Subspecies of butterfly

The Bay checkerspot (Euphydryas editha bayensis) is a butterfly endemic to the San Francisco Bay region of the U.S. state of California. It is a federally threatened species, as a subspecies of Euphydryas editha.

Since the 1980s the population of checkerspots, the Euphydryas species and subspecies, has been in serious decline. This particular subspecies had been the subject of extensive study by researchers at Stanford University since the 1960s. Thus its vulnerability, particularly in light of rapid land development taking place in the San Francisco Bay Area, was recognized by this group of researchers. Consequently, in 1980 they petitioned the U.S. government to list this checkerspot subspecies as endangered. This led to a prolonged and contentious review by the U.S. Fish and Wildlife Service involving scientists representing arguments for and others against listing and numerous public hearings.
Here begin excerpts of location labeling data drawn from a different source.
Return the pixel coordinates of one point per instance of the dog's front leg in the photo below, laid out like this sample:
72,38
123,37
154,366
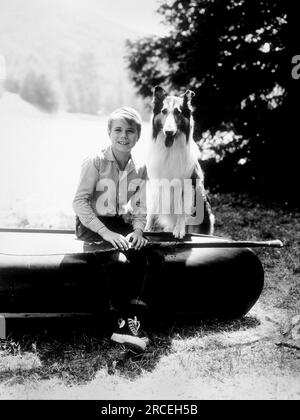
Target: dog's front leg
150,222
179,230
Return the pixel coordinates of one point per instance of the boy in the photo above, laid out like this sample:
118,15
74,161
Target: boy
111,193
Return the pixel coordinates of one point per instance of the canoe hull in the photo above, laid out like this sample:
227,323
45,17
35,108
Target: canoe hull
205,282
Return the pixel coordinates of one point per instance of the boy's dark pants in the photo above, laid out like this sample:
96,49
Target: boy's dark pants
129,275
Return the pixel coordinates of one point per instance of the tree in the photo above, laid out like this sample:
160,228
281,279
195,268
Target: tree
233,54
37,90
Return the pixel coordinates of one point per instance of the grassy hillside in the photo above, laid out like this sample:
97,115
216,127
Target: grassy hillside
40,158
71,45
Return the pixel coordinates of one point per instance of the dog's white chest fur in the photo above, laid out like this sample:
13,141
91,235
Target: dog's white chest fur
176,162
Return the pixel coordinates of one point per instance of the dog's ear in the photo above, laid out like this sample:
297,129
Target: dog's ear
187,99
159,94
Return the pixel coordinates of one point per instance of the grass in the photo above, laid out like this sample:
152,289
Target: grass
256,357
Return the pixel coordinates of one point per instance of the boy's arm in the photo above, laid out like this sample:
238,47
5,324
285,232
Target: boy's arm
81,203
139,219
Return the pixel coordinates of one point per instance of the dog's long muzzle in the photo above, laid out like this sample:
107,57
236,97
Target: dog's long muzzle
170,137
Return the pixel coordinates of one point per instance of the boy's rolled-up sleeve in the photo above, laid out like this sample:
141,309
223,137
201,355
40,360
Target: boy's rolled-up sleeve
82,200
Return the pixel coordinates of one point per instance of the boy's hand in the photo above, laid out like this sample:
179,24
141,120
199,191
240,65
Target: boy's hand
136,238
118,241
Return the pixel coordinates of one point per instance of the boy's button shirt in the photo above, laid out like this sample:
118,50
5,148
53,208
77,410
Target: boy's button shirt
105,190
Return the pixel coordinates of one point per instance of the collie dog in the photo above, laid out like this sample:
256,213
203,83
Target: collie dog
176,199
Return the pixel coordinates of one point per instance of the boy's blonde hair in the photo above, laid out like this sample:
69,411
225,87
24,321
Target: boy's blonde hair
128,114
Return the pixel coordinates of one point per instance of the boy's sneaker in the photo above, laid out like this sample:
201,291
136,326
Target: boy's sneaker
129,333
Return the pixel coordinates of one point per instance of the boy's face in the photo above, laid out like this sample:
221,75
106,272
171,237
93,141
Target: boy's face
123,135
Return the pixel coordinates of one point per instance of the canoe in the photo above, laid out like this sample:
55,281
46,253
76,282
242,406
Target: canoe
53,272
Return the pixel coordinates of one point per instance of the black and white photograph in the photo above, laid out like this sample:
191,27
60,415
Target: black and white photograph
149,210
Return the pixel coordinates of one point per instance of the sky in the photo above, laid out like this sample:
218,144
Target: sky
138,15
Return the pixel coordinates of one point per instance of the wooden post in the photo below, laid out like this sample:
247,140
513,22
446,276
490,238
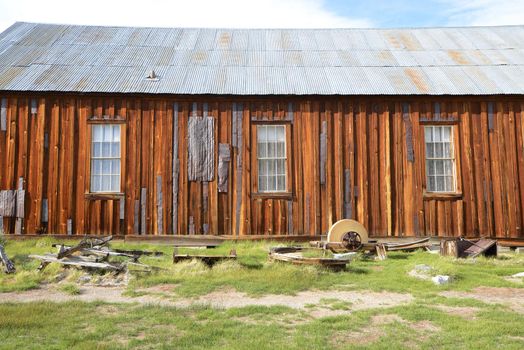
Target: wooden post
136,218
143,206
159,205
176,168
69,227
3,115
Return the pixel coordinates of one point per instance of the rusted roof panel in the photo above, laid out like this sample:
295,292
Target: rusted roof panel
424,61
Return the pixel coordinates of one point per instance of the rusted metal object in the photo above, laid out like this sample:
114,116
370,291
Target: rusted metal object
209,260
465,248
409,246
9,266
295,255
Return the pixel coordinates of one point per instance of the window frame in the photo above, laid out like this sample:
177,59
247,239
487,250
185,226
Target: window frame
455,142
287,192
105,195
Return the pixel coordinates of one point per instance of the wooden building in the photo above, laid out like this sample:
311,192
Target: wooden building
151,131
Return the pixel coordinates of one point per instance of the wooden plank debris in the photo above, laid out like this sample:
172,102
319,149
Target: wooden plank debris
3,115
9,266
295,255
201,148
224,158
198,241
8,203
464,248
209,260
78,262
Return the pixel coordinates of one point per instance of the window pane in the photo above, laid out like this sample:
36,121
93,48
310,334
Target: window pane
261,133
428,133
281,153
115,183
440,183
281,133
262,150
106,167
281,167
446,133
105,184
271,152
106,150
262,167
96,150
281,183
431,184
115,149
447,150
97,133
105,162
449,184
116,133
436,134
271,167
262,181
430,150
116,167
439,150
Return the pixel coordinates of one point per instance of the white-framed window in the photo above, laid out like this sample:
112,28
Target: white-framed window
105,158
272,158
440,158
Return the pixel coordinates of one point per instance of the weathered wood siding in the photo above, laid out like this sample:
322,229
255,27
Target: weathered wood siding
356,157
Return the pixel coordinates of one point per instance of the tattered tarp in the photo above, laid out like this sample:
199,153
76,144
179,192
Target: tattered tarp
201,148
8,203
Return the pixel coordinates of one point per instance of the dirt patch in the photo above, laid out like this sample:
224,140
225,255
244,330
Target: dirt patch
355,300
466,312
372,333
385,319
512,297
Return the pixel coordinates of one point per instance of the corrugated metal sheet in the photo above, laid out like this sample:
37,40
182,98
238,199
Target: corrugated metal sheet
424,61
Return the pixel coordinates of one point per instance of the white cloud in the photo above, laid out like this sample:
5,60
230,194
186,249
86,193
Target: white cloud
179,13
485,12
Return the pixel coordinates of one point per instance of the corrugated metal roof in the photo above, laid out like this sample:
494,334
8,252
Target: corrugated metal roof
422,61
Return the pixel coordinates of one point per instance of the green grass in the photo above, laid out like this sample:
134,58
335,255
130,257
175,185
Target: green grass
105,326
70,288
117,326
253,274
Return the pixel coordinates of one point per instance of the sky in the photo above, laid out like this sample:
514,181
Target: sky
265,13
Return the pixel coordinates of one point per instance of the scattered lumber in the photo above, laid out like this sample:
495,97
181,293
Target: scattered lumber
209,260
201,241
78,262
295,255
465,248
9,266
93,253
409,246
88,242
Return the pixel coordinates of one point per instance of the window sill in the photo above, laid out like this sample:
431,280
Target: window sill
272,195
96,196
442,196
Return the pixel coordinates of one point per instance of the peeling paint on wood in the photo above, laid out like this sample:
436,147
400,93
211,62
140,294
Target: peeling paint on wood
136,218
159,205
224,158
201,149
143,209
410,154
323,153
176,168
8,203
3,115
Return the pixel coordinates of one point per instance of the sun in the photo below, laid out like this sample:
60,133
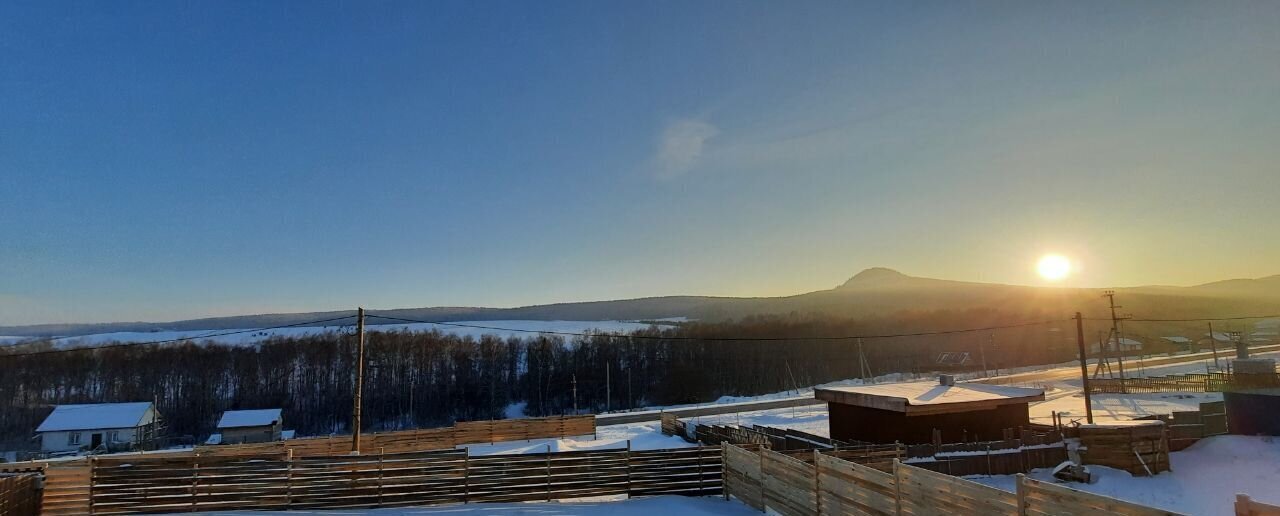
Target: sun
1054,268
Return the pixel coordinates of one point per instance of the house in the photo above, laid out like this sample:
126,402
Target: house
240,427
910,412
1127,345
99,425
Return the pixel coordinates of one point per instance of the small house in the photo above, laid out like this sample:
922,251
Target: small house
109,427
917,412
1125,345
238,427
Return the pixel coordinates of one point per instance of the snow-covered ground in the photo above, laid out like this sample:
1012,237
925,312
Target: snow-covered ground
255,337
1205,478
643,435
668,505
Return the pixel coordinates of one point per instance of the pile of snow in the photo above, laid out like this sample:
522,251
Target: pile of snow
1205,478
615,506
643,435
248,418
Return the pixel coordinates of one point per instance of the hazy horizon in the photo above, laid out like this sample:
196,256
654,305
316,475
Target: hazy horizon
205,159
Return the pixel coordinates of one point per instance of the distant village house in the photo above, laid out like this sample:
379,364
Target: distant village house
238,427
106,427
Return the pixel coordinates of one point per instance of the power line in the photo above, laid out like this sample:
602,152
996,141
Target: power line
720,338
176,339
1192,320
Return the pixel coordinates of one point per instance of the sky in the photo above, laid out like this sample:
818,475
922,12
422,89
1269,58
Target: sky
174,160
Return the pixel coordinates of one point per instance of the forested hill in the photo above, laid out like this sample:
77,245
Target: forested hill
872,292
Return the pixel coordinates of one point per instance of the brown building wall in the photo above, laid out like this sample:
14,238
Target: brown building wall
854,423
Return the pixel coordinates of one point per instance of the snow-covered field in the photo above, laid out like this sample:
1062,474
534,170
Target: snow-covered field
708,506
515,328
1205,478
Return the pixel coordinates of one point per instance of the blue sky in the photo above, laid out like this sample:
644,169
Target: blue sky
173,160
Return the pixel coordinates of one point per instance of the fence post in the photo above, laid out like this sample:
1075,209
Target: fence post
1022,494
92,480
699,470
382,453
288,478
195,483
725,470
817,482
897,485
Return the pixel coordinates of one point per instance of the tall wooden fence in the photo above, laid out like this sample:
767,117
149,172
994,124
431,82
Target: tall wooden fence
19,494
1192,382
65,484
188,483
831,485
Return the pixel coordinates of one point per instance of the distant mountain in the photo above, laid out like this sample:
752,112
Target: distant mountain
876,291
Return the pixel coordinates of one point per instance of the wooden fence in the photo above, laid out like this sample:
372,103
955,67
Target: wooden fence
1185,428
19,494
1192,382
187,483
831,485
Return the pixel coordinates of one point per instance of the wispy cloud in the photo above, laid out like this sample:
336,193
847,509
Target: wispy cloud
681,145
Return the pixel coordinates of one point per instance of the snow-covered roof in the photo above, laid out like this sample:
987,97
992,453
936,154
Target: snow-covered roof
1125,342
927,397
95,416
248,418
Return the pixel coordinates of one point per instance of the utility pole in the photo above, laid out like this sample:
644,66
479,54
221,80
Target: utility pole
1242,350
864,370
1115,333
1212,345
982,351
360,380
1084,368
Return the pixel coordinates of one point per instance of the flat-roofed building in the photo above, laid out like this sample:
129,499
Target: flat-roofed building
910,412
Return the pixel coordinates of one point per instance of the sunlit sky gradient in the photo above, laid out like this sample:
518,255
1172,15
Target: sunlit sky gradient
172,160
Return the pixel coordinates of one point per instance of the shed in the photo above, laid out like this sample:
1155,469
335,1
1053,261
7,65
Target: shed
1253,411
260,425
910,412
92,425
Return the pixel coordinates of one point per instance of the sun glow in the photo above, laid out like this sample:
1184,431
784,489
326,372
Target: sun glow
1054,268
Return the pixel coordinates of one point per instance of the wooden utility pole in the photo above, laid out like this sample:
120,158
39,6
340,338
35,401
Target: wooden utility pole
1119,341
1212,345
982,351
360,380
1084,368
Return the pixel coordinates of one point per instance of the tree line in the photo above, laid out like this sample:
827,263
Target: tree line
419,379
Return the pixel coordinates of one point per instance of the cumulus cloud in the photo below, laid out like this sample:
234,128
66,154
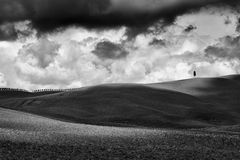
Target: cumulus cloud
76,56
41,53
158,42
228,47
3,82
47,15
109,50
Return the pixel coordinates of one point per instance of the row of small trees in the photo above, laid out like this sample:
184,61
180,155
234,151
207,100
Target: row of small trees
13,89
36,91
53,90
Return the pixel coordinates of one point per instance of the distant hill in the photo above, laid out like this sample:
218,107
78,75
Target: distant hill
192,103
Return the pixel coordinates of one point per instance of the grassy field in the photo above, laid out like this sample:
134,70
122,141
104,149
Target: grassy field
188,119
26,136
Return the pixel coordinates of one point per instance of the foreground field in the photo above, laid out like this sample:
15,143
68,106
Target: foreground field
193,103
188,119
26,136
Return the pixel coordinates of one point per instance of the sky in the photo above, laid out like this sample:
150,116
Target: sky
76,43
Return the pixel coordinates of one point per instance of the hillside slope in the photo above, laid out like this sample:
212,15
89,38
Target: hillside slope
193,103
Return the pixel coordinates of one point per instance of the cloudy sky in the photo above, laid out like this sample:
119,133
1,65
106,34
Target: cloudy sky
75,43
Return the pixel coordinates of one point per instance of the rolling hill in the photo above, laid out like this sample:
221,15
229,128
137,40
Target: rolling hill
192,103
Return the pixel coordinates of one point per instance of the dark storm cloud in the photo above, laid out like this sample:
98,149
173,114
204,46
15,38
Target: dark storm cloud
190,28
47,15
158,42
109,50
228,47
8,32
44,52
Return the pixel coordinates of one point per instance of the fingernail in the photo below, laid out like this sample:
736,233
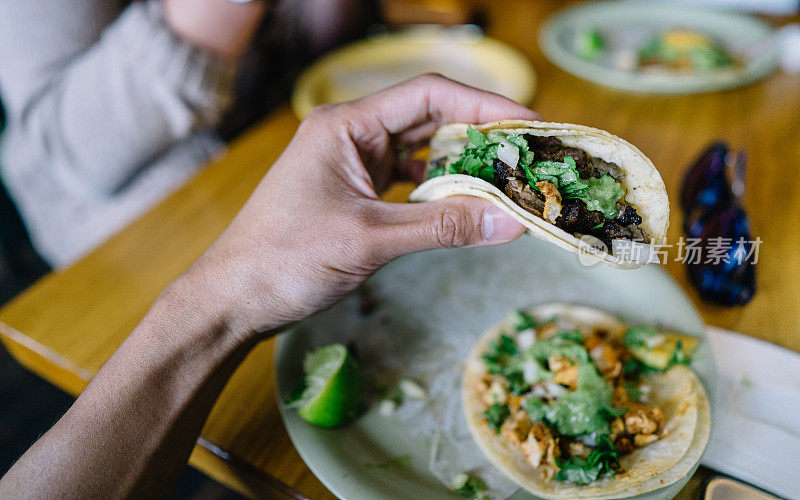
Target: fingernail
499,226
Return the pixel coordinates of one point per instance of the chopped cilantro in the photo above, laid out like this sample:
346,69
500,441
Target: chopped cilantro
516,381
559,346
496,415
587,409
633,391
680,357
469,485
477,159
535,408
562,174
638,335
603,458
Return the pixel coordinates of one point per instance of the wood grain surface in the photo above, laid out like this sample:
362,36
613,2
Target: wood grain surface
68,324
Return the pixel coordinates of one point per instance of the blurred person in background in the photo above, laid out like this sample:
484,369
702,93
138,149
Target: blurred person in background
112,105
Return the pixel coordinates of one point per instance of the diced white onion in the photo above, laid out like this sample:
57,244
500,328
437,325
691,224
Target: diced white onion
459,481
634,252
525,339
411,389
508,153
530,371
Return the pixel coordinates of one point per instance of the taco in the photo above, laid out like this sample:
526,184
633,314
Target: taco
569,402
580,188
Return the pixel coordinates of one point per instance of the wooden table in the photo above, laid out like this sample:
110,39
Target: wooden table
66,326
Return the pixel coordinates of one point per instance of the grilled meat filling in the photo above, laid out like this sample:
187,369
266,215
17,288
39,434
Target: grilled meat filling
575,217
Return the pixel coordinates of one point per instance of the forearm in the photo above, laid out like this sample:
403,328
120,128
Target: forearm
217,25
132,429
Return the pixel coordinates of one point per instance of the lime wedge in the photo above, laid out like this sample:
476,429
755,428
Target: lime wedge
333,391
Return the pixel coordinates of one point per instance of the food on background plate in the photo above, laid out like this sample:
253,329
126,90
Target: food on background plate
331,391
673,50
571,403
685,51
563,182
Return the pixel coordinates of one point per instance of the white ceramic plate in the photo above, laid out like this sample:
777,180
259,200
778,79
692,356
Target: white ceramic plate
733,30
429,309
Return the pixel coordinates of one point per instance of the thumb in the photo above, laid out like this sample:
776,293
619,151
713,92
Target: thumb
458,221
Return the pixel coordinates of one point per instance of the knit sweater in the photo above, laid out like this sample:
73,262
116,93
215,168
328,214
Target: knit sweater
107,113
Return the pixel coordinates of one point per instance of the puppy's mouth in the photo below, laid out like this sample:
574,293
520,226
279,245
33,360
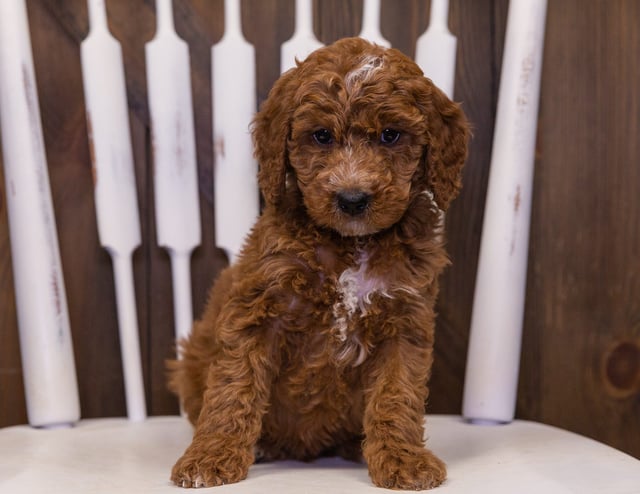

The service finally conferred federally threatened status designation in 1987.

Recently, two authors have advocated a reclassification for this subspecies of the checkerspot common to western North America, Euphydryas editha. The classification, to Euphydryas editha editha, is for reasons of historical precedence; however, this has not been accepted by the scientific community.

== Description ==

The Bay checkerspot butterfly is a medium-sized butterfly with a wingspan of slightly more than 2 in. As a member of the family Nymphalidae the checkerspot is part of a group of brush-footed butterflies. The insect's forewings are marked with black bands along the veins of the wing's upper surface. It is the black banding that gives the Bay checkerspot its unique appearance and its name. The bands contrast sharply with bright red, yellow and white spots.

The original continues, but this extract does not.